Entonces pensé que, con su muerte, Anne se manifestaba —una vez más— distinta de nosotros. Si mi padre y yo nos hubiéramos suicidado —suponiendo que hubiéramos tenido valor para ello—, nos habríamos disparado un tiro en la cabeza, dejando una nota aclaratoria con el fin de que los responsables no volviesen a pegar ojo en la vida. Pero Anne nos había hecho el suntuoso regalo de dejarnos una enorme posibilidad de creer en el accidente: un lugar peligroso, la inestabilidad del coche… Un regalo que, por debilidad, no tardaríamos en aceptar. Y además, si hablo ahora de suicidio, no deja de ser fantasioso por mi parte. ¿Puede suicidarse alguien por seres como mi padre o como yo, seres que no necesitan a nadie, ni vivo ni muerto? Mi padre y yo, por lo demás, siempre hablamos de ello como de un accidente.

Al día siguiente, regresamos a casa a eso de las tres de la tarde. Elsa y Cyril nos esperaban sentados en la escalera. Se nos aparecieron como dos seres evanescentes y olvidados: ni uno ni otro habían conocido a Anne ni la habían querido. Estaban allí, con sus pequeños enredos amorosos y el doble atractivo de su belleza, su apuro. Cyril dio un paso hacia mí y posó la mano en mi brazo. Lo miré: nunca lo había querido. Lo había encontrado bueno y atractivo. Me había gustado el placer que me proporcionaba. Pero no lo necesitaba. Me marcharía. Diría adiós a aquella casa, a aquel chico, a aquel verano. Mi padre estaba conmigo, me tomó del brazo y entramos en la casa.

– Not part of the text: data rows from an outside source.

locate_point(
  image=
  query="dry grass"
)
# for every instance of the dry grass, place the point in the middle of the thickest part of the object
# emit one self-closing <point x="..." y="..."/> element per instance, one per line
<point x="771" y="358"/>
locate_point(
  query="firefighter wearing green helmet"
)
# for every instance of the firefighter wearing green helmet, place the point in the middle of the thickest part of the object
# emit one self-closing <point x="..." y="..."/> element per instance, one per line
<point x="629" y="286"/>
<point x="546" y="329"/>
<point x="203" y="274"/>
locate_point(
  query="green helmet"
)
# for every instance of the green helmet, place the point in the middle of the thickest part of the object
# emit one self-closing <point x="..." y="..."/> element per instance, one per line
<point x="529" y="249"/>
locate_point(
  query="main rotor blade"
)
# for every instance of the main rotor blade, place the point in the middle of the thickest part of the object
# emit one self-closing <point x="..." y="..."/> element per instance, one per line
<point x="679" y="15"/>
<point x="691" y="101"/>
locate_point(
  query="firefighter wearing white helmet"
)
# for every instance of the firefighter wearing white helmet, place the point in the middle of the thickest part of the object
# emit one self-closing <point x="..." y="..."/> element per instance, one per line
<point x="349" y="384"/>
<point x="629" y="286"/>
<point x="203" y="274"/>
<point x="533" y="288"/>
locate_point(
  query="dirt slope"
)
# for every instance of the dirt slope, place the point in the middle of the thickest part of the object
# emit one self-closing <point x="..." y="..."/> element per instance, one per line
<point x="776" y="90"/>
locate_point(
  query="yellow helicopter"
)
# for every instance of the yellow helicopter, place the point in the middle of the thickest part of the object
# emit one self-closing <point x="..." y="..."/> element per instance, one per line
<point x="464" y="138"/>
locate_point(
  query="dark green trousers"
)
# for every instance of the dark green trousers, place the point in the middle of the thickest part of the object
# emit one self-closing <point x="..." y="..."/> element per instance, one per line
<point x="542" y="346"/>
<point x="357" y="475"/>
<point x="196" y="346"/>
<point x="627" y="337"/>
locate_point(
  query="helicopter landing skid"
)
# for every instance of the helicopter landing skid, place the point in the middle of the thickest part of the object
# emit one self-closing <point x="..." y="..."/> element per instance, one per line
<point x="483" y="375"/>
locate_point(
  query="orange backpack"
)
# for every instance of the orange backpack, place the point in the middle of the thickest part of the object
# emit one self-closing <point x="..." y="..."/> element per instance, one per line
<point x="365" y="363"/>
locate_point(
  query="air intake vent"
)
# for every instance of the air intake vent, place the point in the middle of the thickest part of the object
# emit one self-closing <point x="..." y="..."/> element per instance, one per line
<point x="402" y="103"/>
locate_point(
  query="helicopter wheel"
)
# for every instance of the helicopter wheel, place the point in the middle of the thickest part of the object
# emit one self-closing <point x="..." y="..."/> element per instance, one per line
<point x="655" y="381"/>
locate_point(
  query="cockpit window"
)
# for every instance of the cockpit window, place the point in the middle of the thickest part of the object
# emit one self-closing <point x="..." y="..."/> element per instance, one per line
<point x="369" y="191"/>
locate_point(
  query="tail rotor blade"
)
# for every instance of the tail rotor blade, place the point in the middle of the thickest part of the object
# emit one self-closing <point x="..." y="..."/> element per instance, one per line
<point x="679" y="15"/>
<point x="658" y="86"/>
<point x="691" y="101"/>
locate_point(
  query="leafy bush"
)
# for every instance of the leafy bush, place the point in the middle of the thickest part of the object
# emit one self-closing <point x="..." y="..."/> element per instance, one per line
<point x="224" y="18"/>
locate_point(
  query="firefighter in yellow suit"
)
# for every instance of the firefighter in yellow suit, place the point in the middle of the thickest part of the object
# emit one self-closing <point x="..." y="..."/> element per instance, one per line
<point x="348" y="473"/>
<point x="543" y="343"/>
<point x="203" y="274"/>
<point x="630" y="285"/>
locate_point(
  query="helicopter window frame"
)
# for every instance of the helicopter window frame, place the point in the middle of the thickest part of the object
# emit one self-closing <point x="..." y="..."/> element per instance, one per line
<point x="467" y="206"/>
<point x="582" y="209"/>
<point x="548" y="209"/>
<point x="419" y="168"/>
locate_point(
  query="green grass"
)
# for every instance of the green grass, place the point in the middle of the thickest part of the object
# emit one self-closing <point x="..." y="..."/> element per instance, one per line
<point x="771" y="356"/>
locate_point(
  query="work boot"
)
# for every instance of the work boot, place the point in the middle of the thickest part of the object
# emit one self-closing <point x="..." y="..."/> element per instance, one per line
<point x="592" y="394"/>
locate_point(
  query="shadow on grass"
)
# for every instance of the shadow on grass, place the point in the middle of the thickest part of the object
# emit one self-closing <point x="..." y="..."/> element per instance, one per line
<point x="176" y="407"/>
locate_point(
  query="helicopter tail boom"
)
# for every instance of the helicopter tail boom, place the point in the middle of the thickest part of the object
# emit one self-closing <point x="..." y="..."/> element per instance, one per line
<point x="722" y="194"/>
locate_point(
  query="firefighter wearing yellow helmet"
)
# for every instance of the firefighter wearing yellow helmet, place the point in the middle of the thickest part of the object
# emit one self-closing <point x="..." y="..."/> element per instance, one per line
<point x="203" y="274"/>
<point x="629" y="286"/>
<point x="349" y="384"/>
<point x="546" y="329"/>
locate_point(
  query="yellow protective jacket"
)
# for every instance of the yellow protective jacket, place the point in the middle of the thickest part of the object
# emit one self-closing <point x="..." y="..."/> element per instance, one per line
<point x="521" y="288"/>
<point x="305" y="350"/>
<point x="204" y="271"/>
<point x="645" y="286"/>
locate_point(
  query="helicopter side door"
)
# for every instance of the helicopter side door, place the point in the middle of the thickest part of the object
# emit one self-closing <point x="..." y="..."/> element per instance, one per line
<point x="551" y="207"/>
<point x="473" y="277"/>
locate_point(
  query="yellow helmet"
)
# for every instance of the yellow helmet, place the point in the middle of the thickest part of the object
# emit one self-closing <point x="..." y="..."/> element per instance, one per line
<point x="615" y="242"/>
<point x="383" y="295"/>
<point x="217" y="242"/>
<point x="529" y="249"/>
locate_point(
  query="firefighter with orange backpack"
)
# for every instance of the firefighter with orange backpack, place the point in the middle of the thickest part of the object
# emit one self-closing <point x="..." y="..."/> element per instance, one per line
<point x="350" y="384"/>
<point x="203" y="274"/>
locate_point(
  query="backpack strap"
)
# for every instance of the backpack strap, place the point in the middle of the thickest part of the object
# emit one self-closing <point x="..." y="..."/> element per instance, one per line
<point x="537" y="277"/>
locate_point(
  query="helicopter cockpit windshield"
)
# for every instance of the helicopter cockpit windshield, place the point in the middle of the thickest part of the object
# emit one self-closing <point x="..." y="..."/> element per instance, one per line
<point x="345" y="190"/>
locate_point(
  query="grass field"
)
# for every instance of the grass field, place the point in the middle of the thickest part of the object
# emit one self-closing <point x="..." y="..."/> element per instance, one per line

En la casa estaban la chaqueta de Anne, sus flores, su perfume. Mi padre cerró los postigos, cogió una botella de la nevera y dos copas. Era el único remedio a nuestro alcance. Nuestras cartas de disculpa danzaban por la mesa. Las empujé con la mano y volaron sobre el parqué. Mi padre, que venía hacia mí con la copa llena, vaciló y evitó pisarlas. Todo aquello me parecía simbólico y de mal gusto. Cogí la copa y la apuré de un trago. La habitación estaba sumida en la penumbra, veía la sombra de mi padre ante la ventana. Las olas batían en la playa.